4.1 Language Modeling

For language modeling, we evaluate two models: stacked LSTMs and recurrent highway neural networks. Both models are trained from scratch. We use the word level PTB dataset for language modeling, which consists of 929k training words, 73k validation words and 82k test words with 10,000 unique words in its vocabulary.

4.1.1 Stacked LSTMs

Baselines. We compare our proposed method against two baselines, the vanilla two-layer stacked LSTM used in [46] and the ISS method [19], which is the state-of-the-art method in RNN compression. The dropout keep ratio is $0.35$ for the vanilla model. The vocabulary size, embedding size and hidden size of the stacked LSTMs are set as $10,000$ , $1,500$ and $1,500$ , respectively, which is consistent with the settings in [19]. The results of ISS are taken from the original paper.

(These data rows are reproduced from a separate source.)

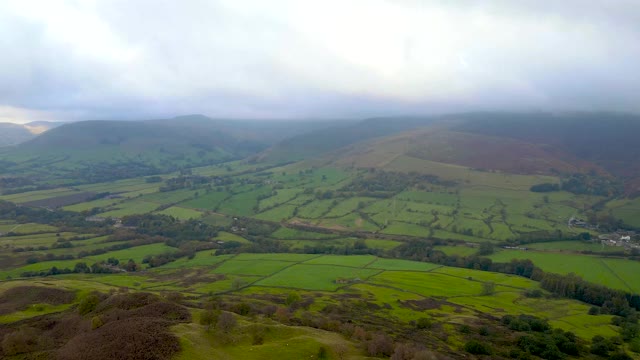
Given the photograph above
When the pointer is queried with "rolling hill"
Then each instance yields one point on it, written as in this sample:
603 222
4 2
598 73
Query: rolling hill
13 134
322 141
88 151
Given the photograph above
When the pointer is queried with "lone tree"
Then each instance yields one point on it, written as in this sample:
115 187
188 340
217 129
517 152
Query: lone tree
486 248
488 288
226 322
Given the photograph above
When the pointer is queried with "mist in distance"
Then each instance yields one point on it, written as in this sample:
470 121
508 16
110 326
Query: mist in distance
68 60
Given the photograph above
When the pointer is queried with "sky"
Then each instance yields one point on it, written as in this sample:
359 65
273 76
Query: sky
122 59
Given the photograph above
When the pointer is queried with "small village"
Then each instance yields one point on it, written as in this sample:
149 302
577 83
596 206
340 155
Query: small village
628 239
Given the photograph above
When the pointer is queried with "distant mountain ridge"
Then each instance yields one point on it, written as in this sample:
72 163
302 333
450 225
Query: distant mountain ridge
12 134
88 151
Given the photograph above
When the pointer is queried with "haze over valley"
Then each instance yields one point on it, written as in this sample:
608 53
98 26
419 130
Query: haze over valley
328 180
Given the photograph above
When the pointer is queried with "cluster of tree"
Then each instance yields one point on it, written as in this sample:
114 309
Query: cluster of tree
108 171
60 218
257 245
378 183
612 301
254 227
545 187
582 184
591 184
174 230
49 257
185 182
187 249
102 267
8 182
358 248
615 302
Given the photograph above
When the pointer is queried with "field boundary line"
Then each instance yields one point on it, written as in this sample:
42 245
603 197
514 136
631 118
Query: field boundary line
616 275
480 281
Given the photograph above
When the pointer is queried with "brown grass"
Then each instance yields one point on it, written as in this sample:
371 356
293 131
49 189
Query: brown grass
19 298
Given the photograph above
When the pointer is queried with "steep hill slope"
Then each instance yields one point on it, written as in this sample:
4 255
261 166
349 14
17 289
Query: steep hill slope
90 151
607 139
322 141
11 134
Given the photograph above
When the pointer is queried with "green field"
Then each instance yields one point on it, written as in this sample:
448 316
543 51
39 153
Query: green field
591 268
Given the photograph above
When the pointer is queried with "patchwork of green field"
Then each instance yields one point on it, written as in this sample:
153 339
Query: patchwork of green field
38 195
135 253
457 250
481 205
282 196
171 197
294 234
131 207
628 210
88 205
382 244
28 228
181 213
338 260
614 273
315 277
454 295
279 213
243 204
428 284
573 246
34 240
250 267
397 264
202 258
209 201
225 236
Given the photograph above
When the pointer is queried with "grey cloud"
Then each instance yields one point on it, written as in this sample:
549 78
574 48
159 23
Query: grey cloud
123 59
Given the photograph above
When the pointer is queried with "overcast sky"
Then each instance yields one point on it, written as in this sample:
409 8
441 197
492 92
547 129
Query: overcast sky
123 59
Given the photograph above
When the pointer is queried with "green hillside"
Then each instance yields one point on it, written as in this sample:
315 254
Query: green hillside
11 134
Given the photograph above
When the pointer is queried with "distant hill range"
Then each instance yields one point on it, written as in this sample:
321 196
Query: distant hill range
602 144
97 150
605 144
12 134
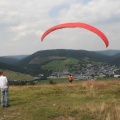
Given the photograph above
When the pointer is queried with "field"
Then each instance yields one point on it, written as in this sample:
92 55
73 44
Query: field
82 100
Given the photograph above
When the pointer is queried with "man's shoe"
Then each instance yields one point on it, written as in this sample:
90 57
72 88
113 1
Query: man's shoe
7 106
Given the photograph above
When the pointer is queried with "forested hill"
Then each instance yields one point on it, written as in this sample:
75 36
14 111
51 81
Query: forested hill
44 56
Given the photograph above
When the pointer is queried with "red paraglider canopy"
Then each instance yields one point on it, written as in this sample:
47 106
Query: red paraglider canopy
80 25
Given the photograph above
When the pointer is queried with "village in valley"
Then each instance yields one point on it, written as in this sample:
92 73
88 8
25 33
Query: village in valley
88 72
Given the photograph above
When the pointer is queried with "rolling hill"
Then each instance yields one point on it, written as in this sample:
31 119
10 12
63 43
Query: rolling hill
47 60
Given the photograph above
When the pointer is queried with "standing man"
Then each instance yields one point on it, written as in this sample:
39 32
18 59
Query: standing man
4 90
70 78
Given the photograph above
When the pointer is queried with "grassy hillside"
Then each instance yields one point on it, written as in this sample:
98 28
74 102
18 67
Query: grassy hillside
88 100
17 75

Hyper-parameters Setting. We use NT-ASGD [49] for training with an initial learning rate equal to $20.0$ and the gradient clipping set to $0.25$ . Similar to ISS [19], we increase the dropout keep ratio to 0.65 due to the intrinsically structured sparsity in the network. We use the default initialization strategy provided in PyTroch111https://pytorch.org/ for the input and output word embedding as well as the parameters of the LSTM.

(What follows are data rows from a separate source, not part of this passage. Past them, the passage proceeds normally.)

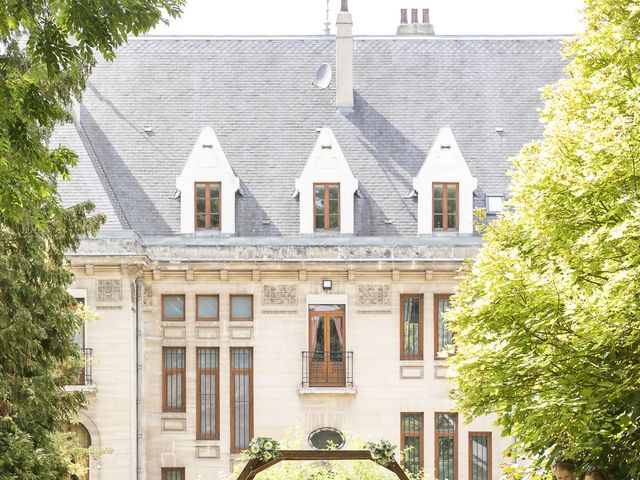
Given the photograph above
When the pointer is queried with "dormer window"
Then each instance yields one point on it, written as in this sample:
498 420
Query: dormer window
445 207
445 188
207 205
326 188
208 187
326 206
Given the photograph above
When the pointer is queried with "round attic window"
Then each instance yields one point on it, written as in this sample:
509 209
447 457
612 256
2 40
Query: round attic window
322 438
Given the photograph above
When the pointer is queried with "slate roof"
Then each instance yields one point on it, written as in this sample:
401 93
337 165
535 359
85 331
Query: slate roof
257 95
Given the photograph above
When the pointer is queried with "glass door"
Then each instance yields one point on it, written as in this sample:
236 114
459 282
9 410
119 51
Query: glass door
326 346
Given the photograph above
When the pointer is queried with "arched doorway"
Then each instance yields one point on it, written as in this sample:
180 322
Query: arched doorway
84 440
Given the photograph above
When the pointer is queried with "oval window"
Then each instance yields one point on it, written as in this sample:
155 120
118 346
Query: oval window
323 438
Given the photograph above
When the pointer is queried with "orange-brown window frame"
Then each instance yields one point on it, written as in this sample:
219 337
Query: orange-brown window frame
184 307
215 435
420 354
240 319
207 205
445 207
326 208
489 452
233 371
165 471
183 384
436 300
403 446
437 444
207 319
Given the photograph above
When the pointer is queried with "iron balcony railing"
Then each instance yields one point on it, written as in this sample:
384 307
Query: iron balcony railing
86 374
327 369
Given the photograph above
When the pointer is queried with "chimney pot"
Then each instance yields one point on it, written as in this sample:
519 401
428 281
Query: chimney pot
425 16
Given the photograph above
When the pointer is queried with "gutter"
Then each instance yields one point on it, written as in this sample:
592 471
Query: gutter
139 365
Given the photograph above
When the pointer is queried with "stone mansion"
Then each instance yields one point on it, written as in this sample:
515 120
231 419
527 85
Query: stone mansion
286 217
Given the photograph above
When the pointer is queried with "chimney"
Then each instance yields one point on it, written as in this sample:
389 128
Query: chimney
415 28
344 58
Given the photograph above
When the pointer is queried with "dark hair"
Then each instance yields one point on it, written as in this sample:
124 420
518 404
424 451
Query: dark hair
564 464
599 473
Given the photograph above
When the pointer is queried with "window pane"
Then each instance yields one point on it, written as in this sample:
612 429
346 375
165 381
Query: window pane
173 307
446 458
480 457
214 206
445 336
207 306
241 362
411 436
411 326
241 307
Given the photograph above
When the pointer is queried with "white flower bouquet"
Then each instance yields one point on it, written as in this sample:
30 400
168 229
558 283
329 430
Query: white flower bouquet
381 452
263 448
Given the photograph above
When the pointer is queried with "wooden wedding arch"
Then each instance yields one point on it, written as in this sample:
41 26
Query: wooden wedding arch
253 467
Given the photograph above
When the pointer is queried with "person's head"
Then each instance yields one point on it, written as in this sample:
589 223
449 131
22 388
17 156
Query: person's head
596 473
564 469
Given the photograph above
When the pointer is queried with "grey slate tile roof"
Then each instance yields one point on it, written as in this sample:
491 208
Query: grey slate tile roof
257 95
85 183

Results. We show the results of stacked LSTMs in Table 1. It can be observed that our method finds the most compact structure of the model, i.e. the numbers of the first and second hidden units are reduced from 1500 to 296 and 247 respectively, both of which are significantly smaller than the vanilla stacked model and the ISS method. Besides, the dimension of word embedding vectors also decreases from 1500 to 251. Overall, our method reduces the model size form $66.0M$ to $6.16M$ , which is more than 10 $\times$ reduction comparing to the vanilla model. Theoretically, the computation is reduced by nearly 14 $\times$ in terms of multi-add operations. Compared with ISS in [19], our structured sparsity learning method reduces the multi-add computation further by 1.86x and the model size further by $15.64M$ . The results indicate that our structured $L_{0}$ regularization can indeed sufficiently sparse the model. Additionally, despite the model size being sharply shrunk, our method still achieves the lowest perplexity on the PTB dataset. The excellent performance of our method can be explained by the superiority of our structured $L_{0}$ regularization since it poses no penalization over the remained parameters, while for ISS, the group lasso method penalizes the norms of all groups collectively, and thereon could affect the model capacity.

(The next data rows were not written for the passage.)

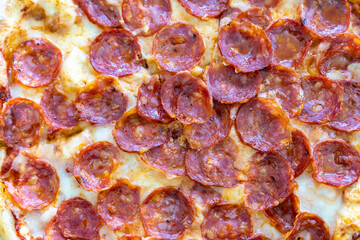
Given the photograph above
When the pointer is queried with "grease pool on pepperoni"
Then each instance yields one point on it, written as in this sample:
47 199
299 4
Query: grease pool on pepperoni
148 103
100 12
263 125
116 52
21 122
283 85
308 225
336 163
290 41
227 86
187 98
270 181
244 46
33 185
94 165
146 17
227 221
178 47
101 102
214 166
133 133
76 218
205 8
323 99
325 18
36 62
166 213
119 205
298 153
283 216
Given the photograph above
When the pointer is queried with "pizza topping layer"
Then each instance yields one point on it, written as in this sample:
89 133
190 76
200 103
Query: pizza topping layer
36 62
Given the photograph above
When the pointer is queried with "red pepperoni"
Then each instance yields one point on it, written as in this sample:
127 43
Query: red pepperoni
94 165
59 110
348 119
283 216
307 226
290 42
323 99
36 62
32 185
116 52
325 18
101 102
297 154
187 98
244 46
170 156
263 125
76 218
270 181
148 103
226 221
135 134
166 213
100 12
178 47
21 123
336 163
146 17
214 166
119 205
283 85
203 135
227 86
205 9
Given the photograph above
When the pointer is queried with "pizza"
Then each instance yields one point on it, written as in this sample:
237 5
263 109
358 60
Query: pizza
179 119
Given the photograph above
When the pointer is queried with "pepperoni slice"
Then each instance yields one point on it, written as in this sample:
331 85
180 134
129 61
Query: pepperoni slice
101 102
297 154
283 216
119 205
187 98
336 163
244 46
32 185
203 135
270 181
290 42
227 86
76 218
307 226
36 62
178 47
146 17
166 213
170 156
226 221
263 125
100 12
21 121
323 99
116 52
94 165
325 18
283 85
214 166
59 110
348 119
148 103
205 9
135 134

In order to evaluate the practical speedup of the learned structures of our proposed method and all the baseline, we measure the speedup of inference on CPU222Intel CPU E5-2630 v4 @ 2.20GHz processor with a total of 40 cores. using TensorFlow with Intel MKL library333https://www.tensorflow.org/guide/performance/overview.. The time is measured with 10 batch size and 30 unrolled steps, and the result is averaged from $1,000$ times of inference with standard deviation reported. It can be seen from Table 1 that the practical inference time is 19.4 $\times$ faster than the original model. The actual speedup is even higher than the theoretical result, and we conjecture that this could be due to some basic optimization in the MKL library.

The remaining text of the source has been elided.